Good music makes good neighbors: Montague Center couple composing village music festival


By CHRIS CURTIS
Recorder Staff
Thursday, April 9, 2015 


MONTAGUE CENTER — Living on a private dirt road in the woods, isolated at this time of year behind mud puddles and frost heaves, Nicole Nemec and Matthew Duncan would seem the type to embrace the motto “Good fences make good neighbors.”

On the contrary, the couple have a plan to introduce Montague Center to itself through music. They just need more homes and more musicians.

 

Inspired by Boston-area porch music festivals, chamber music house concerts and the old European social tradition of parlor concerts, and with a small grant from the Montague Cultural Council for fliers and other costs, they are planning a living room music festival.

 

The couple moved into their Taylor Heights home in August and were surprised to hear an Irish pipe, fiddles and other instruments through the screens.
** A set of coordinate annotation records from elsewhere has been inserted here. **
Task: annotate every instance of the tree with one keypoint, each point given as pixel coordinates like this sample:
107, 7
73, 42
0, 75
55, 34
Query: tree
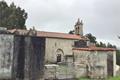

With the leaves on the trees, they couldn’t see where the music was coming from but joked about wood nymphs.

 

“I would start, occasionally when this would happen I would pick up the accordion ... so this would be like a call and response sort of thing, and because the windows were open all the time he heard me play accordion, piano and probably other things, too,” Duncan said.


“So one day when he was out walking the dog he came up the drive and introduced himself, and that’s how we came to meet.”

From there they decided to meet everyone else through music.

 

“Part of the idea is that there are so many people here who are musicians, who like music, that they can get together, talk to their neighbors, meet their neighbors after the long winter and play together,” Nemec said.

 

They have christened the event “Good music makes good neighbors,” a play on the Robert Frost line “Good fences make good neighbors,” and picked a date of May 17.

 

“Somebody once referred to it as reverse caroling,” Duncan said. “The idea is to have four or five venues depending on what kind of spaces we can get, homes, and two to three musical groups per home that would alternate in 30- to 45-minute sets throughout an afternoon so people can go from home to home listening to different kinds of music from people who live nearby.”

 

Their home will be a stop on the tour, but for the concept to work they need other Montague Center hosts and musicians, and they hope others will share their enthusiasm for filling their living rooms with neighbors for an afternoon.

 

“We just moved into this space and we want to have music in here, because it’s a cool space,” Duncan said.

 

He feels the living room can hold 40 or 50 people. With a piano at one end of the living room, a slightly battered baritone horn with a bowler hat on the wall, a French horn in the closet and more elsewhere, the two haven’t yet settled on what they will play.